In recent years she has received the Health Consumer Council Award for Excellent Service to Consumers, the Director General of Health Award for Community Engagement in Health and the Australian Public Sector Medal.

Abstract

Geographically, the Western Australia Country Health Service (WACHS) is the largest area health service in Australia, covering 2.55 million square kilometres. Dispersed populations and regional isolation challenge access to specialist medical care and in particular specialist emergency medicine (EM).

The Emergency Telehealth Service (ETS) aims to deliver accessible, quality EM to country WA Emergency Departments (EDs) using the telehealth modality and Consultant Emergency Physicians (FACEMs).

High definition video conferencing equipment, installed in participating EDs enables ETS to deliver accountable, timely EM – supporting patient management in 75 rural EDs seven days a week. ETS doctors activate and control the equipment in response to a call for assistance ensuring local clinicians are hands-free to care for their patients.
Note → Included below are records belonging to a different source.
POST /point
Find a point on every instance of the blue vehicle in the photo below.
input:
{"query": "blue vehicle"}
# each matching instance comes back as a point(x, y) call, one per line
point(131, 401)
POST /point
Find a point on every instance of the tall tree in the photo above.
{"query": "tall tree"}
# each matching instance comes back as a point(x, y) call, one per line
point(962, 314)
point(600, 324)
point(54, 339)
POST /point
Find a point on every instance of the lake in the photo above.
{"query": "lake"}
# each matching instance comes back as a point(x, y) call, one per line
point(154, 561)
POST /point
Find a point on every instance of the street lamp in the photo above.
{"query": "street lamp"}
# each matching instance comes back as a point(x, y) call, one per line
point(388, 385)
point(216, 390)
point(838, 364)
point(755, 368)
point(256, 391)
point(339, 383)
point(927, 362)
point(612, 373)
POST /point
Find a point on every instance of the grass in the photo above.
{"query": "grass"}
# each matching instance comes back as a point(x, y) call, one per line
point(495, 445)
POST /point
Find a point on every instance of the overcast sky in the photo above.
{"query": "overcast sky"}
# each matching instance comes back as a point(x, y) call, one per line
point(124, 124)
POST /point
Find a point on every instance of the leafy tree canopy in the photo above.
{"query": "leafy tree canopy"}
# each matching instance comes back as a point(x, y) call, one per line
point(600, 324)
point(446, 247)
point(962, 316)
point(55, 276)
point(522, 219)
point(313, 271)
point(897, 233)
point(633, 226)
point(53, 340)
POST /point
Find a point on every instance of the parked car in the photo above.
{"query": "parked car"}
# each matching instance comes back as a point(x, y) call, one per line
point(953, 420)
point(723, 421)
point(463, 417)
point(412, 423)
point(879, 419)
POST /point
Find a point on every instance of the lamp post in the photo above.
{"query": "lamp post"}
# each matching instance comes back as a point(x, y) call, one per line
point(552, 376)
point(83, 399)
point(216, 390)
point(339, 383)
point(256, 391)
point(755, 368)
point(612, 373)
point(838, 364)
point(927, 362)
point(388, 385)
  • An innovative model of care places specialist Emergency Physicians ‘in the room’ with rural clinicians and patients, where normally only a nurse or a GP would be available. ETS delivers services to 76 sites.
  • Improved transfer co-ordination with efficient appropriate referral.
  • ETS has demonstrated the capacity to deliver improved access and outcomes for rural emergency patients.
  • Enhances local clinician capacity, enabling better management of high acuity patients, supporting professional development and reducing professional isolation.
  • Enhanced community confidence, reinforced by positive patient feedback.
  • ETS has delivered over 34,000 consults with 76% of patients treated and discharged home, demonstrating the ability to manage a variety of clinical cases.
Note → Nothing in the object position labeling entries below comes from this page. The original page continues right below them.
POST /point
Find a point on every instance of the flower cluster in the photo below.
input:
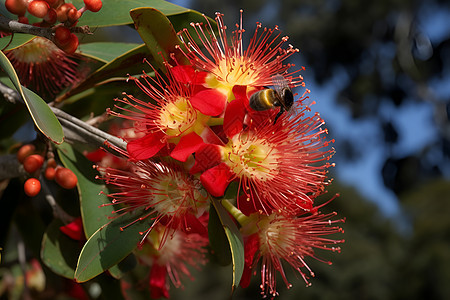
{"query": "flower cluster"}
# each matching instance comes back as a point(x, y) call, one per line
point(229, 117)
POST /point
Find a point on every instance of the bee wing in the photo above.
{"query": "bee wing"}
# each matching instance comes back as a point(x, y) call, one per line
point(280, 83)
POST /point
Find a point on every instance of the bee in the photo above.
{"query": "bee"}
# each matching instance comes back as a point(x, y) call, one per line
point(280, 96)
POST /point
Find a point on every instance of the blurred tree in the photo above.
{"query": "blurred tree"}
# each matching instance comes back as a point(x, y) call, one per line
point(381, 55)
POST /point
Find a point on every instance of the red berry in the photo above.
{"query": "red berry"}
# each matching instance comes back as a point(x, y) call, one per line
point(50, 17)
point(72, 45)
point(73, 15)
point(17, 7)
point(32, 187)
point(62, 11)
point(51, 163)
point(52, 3)
point(62, 36)
point(38, 8)
point(33, 163)
point(93, 5)
point(25, 151)
point(66, 178)
point(50, 173)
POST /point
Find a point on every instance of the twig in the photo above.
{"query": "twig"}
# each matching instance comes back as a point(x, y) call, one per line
point(8, 25)
point(75, 130)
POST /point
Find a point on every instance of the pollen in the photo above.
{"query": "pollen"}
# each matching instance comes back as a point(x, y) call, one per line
point(176, 117)
point(252, 157)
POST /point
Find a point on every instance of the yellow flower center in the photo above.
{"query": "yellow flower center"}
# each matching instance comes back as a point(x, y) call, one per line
point(252, 158)
point(180, 118)
point(231, 72)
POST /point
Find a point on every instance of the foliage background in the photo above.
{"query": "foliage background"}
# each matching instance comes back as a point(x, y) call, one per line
point(379, 72)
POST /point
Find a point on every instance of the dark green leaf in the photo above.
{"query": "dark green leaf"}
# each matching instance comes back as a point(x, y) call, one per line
point(59, 252)
point(131, 62)
point(235, 240)
point(89, 189)
point(106, 51)
point(111, 244)
point(126, 265)
point(42, 115)
point(158, 34)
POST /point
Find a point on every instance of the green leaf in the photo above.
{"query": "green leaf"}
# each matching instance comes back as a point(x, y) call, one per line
point(116, 12)
point(218, 239)
point(234, 239)
point(97, 50)
point(123, 267)
point(89, 189)
point(130, 62)
point(42, 115)
point(111, 244)
point(13, 41)
point(59, 252)
point(158, 34)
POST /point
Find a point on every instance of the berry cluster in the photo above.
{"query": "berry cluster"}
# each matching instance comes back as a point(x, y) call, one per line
point(51, 12)
point(33, 163)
Effectively pioneering a new service delivery model for emergency medicine, ETS has raised the clinical standard of patient care in rural hospitals and contributed to country GP workforce sustainability. ETS has introduced improved EM clinical governance, best practice and clinical leadership that is generally only available in metropolitan EDs.  ETS is repeatedly and positively referenced by local communities, clinicians, and health consumers as a valuable addition to the delivery of emergency care during times of fiscal restraint.